We often hear about the promise of big data for organizations to improve everything from inventory fulfillment to marketing strategies, but rarely do we get the nitty-gritty details of how it might be done and with what tools. That’s why this article from Ben Lorica, the chief data scientist at O’Reilly Media Inc. is so refreshing, it details the growth of a promising new open source big data engine and how some companies are using it to their advantage.
Apache Spark is an open source cluster computing system that purports to scour through big data at 100 times the speed of alternative engines such as Hadoop MapReduce. It delivers such speed by allowing for in-memory computing rather than a disk-based system and also aims to make developers’ jobs easier by allowing them to code in Scala, Java, and Python. The project is built upon the Berkeley Data Analytics Stack. The first ever Spark Summit is taking place in San Franciso on Dec. 2 and will feature real-world examples of Spark in action from the likes of Yahoo, Amazon.com, and Cloudera.

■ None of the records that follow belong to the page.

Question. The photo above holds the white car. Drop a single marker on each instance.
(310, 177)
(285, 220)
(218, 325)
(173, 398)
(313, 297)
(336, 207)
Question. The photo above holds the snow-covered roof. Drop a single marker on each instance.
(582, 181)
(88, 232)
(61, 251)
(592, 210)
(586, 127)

Perhaps most importantly for those in line-of-business roles is the trend of developers finding a way to represent the terabytes of data involved in an analysis with visual representation. That means the complex analysis could soon be more accessible to business users through the tools they’re already accustomed to working with for these purposes. Take the example of ClearStory, a startup that built a platform to allow users to bring together several data sources and produce a visual graphic of the analysis.
While Spark is still a young platform that still hasn’t hit version 1.0, it counts 67 contributors in its community and is being deployed at some companies where real-time data analysis is crucial. With a summit coming up that will feature case studies from major Web brands like Yahoo, you can expect this is one platform you’ll be hearing a lot about in 2014.